I came back because I like the wholeness of living in a community of scholars
and students. Being in a small residential college is a real treat. I love
it. I wanted to be in one place, working deeply on one thing.
My home, family, community, and life are still here.
Was it a difficult decision to make?
Yes. I enjoyed my time at Columbia, and I don’t regret having gone there.
Was the weekly commute a
factor in your decision?
Yes. The commute was hard. My work goes better if I live a holistic life. Columbia
was not my world. I was teaching there but my heart was here.

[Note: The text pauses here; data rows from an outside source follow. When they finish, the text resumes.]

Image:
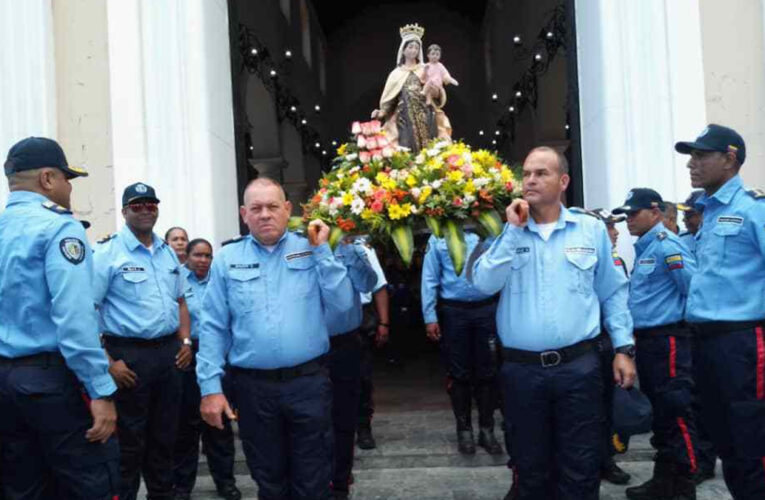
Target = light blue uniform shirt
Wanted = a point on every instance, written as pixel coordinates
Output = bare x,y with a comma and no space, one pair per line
440,280
266,310
137,291
660,280
46,299
730,252
689,240
363,278
553,291
195,292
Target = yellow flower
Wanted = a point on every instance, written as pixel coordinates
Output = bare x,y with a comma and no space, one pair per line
455,175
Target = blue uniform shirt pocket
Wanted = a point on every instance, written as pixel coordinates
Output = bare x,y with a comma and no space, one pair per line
246,289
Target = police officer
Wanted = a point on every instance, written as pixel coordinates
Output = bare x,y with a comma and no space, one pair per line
265,310
554,270
57,415
218,444
468,338
726,306
691,219
658,290
139,290
345,360
609,470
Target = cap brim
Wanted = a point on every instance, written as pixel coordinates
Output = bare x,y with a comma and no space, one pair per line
685,147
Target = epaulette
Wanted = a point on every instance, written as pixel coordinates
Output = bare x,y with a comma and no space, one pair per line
54,207
107,238
232,240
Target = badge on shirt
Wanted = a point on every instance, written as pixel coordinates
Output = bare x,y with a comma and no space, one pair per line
730,219
298,255
674,261
72,249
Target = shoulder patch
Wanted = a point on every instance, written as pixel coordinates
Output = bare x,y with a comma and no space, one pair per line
73,250
232,240
54,207
107,238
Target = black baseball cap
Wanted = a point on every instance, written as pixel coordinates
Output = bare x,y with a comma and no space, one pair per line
716,138
639,199
689,205
138,191
39,152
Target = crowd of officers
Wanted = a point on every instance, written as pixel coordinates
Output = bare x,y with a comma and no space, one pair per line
157,341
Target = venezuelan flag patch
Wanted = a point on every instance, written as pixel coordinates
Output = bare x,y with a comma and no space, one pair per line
674,261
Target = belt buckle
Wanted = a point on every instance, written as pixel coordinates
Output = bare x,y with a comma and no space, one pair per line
555,360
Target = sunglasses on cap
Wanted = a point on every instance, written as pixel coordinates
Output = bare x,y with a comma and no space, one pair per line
143,207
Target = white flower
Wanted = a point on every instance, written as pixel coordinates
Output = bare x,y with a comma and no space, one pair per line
357,206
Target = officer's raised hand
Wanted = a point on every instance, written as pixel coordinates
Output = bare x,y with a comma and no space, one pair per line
624,370
104,420
122,375
433,331
211,408
318,233
518,212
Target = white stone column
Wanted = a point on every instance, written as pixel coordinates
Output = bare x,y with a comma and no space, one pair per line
641,89
27,75
172,115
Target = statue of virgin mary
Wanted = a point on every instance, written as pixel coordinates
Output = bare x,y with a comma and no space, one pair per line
407,119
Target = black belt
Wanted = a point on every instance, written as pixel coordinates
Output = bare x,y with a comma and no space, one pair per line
344,339
116,341
43,359
463,304
679,329
282,374
718,327
550,358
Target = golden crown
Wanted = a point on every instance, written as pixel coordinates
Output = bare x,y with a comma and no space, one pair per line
412,29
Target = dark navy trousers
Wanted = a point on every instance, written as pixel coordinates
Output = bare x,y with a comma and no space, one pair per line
664,362
345,373
286,432
43,452
554,417
217,444
730,374
147,414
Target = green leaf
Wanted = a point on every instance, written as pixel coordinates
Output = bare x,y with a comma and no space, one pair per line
404,240
434,225
455,242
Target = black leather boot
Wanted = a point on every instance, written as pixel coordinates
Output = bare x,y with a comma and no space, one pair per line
660,487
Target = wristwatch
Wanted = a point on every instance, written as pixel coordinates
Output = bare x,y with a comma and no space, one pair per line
629,350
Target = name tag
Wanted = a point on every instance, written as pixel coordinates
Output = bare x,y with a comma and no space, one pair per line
580,250
298,255
244,266
730,219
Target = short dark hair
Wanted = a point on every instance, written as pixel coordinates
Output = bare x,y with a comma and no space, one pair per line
196,241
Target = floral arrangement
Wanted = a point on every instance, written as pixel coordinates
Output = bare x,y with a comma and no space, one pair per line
375,188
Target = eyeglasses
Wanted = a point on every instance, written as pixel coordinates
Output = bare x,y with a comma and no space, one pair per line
143,207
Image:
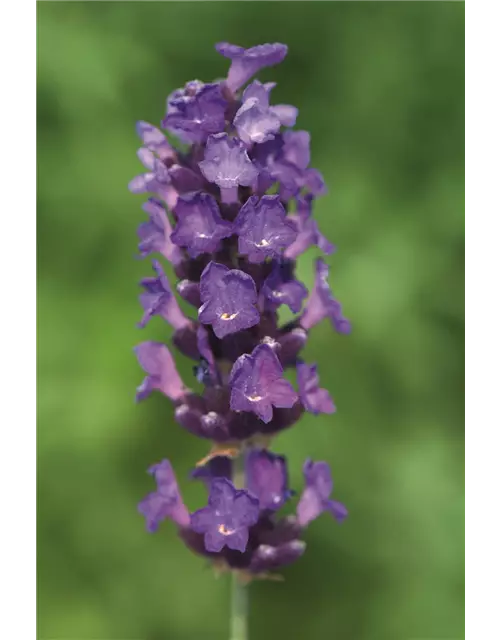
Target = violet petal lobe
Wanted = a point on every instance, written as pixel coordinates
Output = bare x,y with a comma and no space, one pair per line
308,232
157,362
257,384
267,478
322,304
278,289
227,517
314,399
158,299
245,63
262,228
196,112
154,235
230,304
226,163
200,227
315,498
155,140
166,501
255,124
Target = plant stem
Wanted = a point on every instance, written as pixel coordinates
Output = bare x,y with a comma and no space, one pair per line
239,592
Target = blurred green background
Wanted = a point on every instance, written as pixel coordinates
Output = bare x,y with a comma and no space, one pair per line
381,87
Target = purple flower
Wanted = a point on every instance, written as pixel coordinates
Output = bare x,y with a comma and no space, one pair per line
226,163
200,227
285,113
157,362
279,288
308,232
228,300
166,501
227,518
159,300
322,304
154,235
267,478
245,63
257,384
315,498
233,249
155,140
196,112
314,399
254,120
263,229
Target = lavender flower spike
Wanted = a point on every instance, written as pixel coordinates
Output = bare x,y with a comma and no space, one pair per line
233,250
226,163
263,228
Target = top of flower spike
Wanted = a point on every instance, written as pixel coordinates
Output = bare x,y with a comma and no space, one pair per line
245,63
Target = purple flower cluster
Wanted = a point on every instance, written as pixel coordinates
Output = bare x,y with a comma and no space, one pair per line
232,214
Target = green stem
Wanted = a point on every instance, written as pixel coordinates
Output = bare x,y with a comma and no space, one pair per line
239,592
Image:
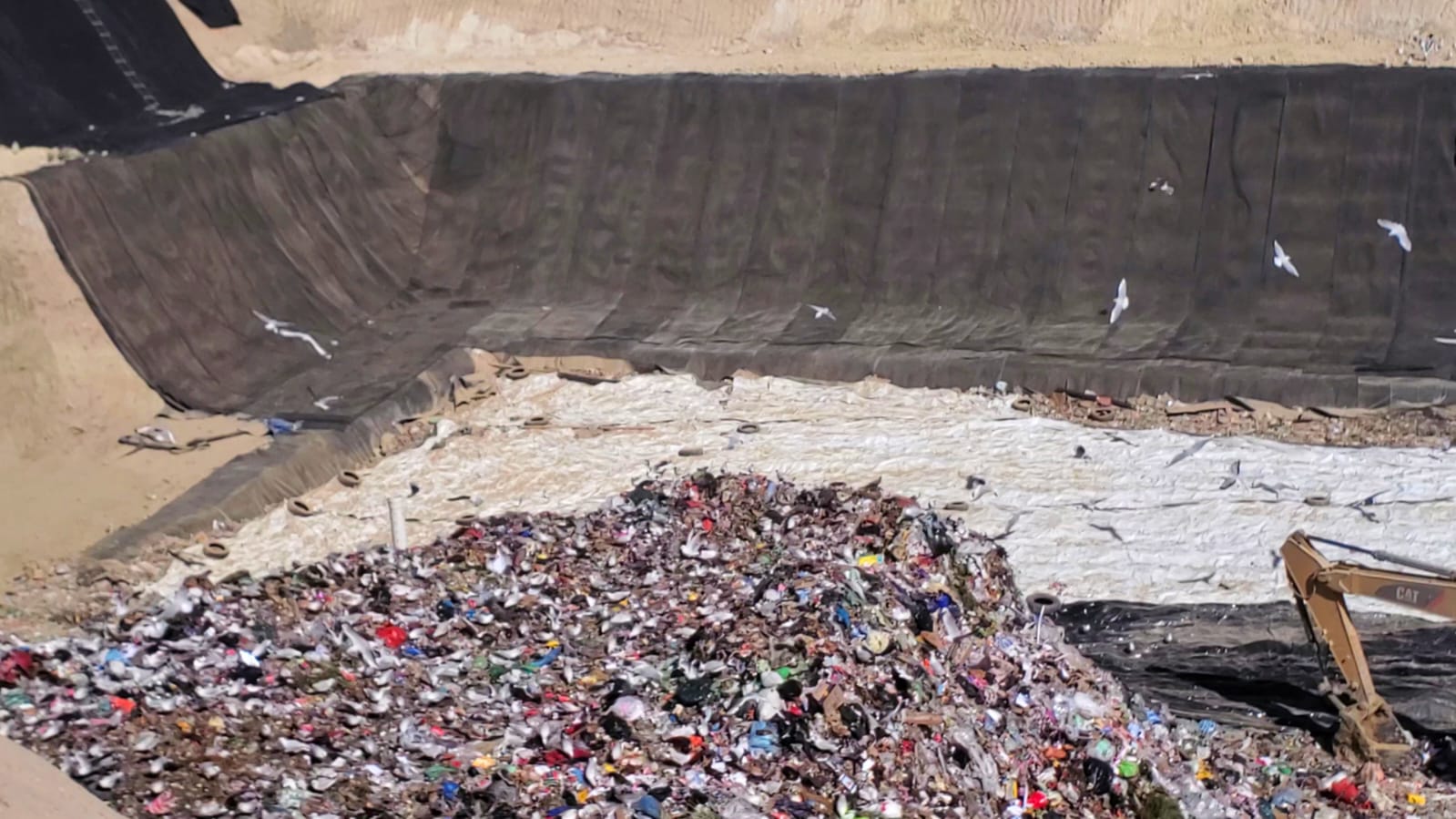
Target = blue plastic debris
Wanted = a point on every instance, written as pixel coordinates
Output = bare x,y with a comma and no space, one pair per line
763,738
545,660
280,427
648,808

How does it feel to be back at Mount Holyoke?
It was very easy to come back here. It’s not lesser in any way. It’s
comfortable, but at the same time very exciting and challenging. Teaching something
complex to undergraduates sharpens my thinking and helps my professional writing.
It makes you clearer. There’s a stimulating connection between teaching
and research.
What are you working on at the moment?
My first two books examined literature and culture of India in the sixth to
eighth centuries, in Sanskrit, the pan-Indian language of classical literature,
and in Tamil, a major classical and modern language of South India. The book
I’m writing now, Imagining the World in Eighteenth-Century
India: The Kuravanci Fortune-Teller Dramas of Tamilnadu, looks at the changes that took
place in South Indian literature—internal and external—in the
early modern era, just prior to the entrenchment of British colonial rule
in India. South Indian culture at this time was hybrid, a result of the circulation
of many languages and subcultures within India in the sixteenth to eighteenth
centuries, and European influence is one of many cultural “spices.” I
am looking at cultural connections between the old and the new that took
place in public forums, especially through courtly dramatic performance.
Like the Medici court in Renaissance Italy, or the Elizabethan court, these
performances of theatre, drama, and dance connected the royal courts to the
people “out there.” I chose to focus my book on the themes of
change on the Kuravanci fortune-teller drama, a multilingual dance-theatre
genre that features a wandering fortune-teller woman as its central character.
In many ways the drama epitomizes the global world and imagination of the
eighteenth century in India. It also speaks to my own experience and fascination
with pluralist cultures and polyglot worlds.